Both credit assessors said further downgrades are possible as the bank faces deposit outflows that could affect its liquidity profile and ramps up wholesale borrowing.

First Republic Bank was cut to junk by S&P Global Ratings and Fitch Ratings amid concern that clients pull holdings from the lender, even after U.S. regulators pledged support for the banking sector.

The California-based bank’s credit rating was lowered by S&P to BB+ from A- by, and it remains on credit watch negative, according to a statement Wednesday. Shortly after, Fitch cut the bank to BB from A-, a step below the S&P rating, and placed it on a negative rating watch.

Both credit assessors said further downgrades are possible as First Republic faces deposit outflows that could affect its liquidity profile and ramps up wholesale borrowing.

“The bank’s business position will suffer after the volatile swings in its stock price and heightened media attention surrounding deposit volatility,” S&P analysts Nicholas Wetzel and Rian Pressman wrote. “Its business stability has weakened as market perceptions of its creditworthiness have declined.”

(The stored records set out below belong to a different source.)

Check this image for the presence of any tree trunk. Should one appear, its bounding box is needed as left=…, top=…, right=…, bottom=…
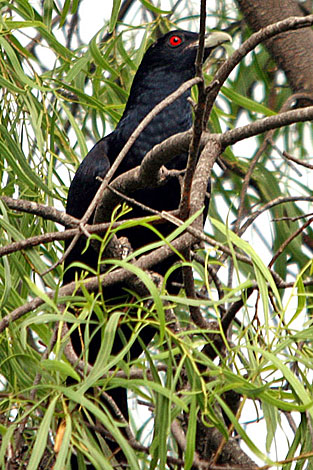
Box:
left=237, top=0, right=313, bottom=93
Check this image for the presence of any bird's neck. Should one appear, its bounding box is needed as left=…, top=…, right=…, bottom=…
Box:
left=114, top=67, right=192, bottom=168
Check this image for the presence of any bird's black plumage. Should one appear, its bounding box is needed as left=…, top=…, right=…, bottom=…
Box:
left=64, top=26, right=228, bottom=462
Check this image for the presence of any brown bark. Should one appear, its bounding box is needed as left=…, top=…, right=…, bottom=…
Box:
left=237, top=0, right=313, bottom=93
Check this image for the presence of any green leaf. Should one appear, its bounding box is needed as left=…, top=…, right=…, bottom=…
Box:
left=109, top=0, right=121, bottom=33
left=27, top=396, right=59, bottom=470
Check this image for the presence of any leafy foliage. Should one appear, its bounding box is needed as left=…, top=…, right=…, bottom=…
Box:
left=0, top=0, right=312, bottom=470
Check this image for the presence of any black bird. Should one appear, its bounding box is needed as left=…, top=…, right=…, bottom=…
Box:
left=64, top=26, right=230, bottom=458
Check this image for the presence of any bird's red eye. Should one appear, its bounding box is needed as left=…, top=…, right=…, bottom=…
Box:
left=170, top=36, right=183, bottom=47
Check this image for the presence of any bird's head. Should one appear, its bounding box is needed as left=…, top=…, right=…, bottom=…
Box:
left=142, top=30, right=231, bottom=77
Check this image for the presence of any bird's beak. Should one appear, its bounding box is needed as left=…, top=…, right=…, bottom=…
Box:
left=204, top=31, right=232, bottom=49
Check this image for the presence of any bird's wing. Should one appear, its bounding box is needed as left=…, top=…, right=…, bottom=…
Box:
left=66, top=136, right=110, bottom=219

Shares of First Republic slumped by as much as 26% Wednesday, with other regional banks also lower in another volatile day of trading. First Republic pared the drop to 17% at $33 per share, as of 12:07 p.m. in New York.

A spokesperson for First Republic Bank declined to comment on the rating cuts.

The downgrades from two major credit-rating companies officially move the bank to the high-yield market, a rare designation for financial institutions. Moody’s Investors Service placed the bank — along with five other lenders — on review for downgrade earlier in the week.

S&P expects the lender to ramp up wholesale funding in the aftermath of collapses at Silvergate Capital Corp., Silicon Valley Bank and Signature Bank. The move stands to hit both interest margin and profitability, the analysts wrote. Silicon Valley Bank’s rating was lowered and withdrawn by S&P after the lender was taken over by FDIC.

“First Republic’s total profitability is more weighted toward net interest income than most regional bank peers since its fee income (mostly fees related to wealth management) is less than 20% of total profit,” the S&P analysts wrote.

Fitch, meanwhile, said the bank’s positioning in municipal bonds and a deposit base being focused on “wealthy and financially sophisticated customers” also constrains the rating.

The lender’s “deposit concentrations are now viewed as a rating weakness,” Fitch analysts Johann Moller and Michael Shepherd wrote in a Wednesday statement.

In the wake of the collapse of SVB, U.S. regulators put together an emergency package of support for financial institutions, designed to prevent any further failures.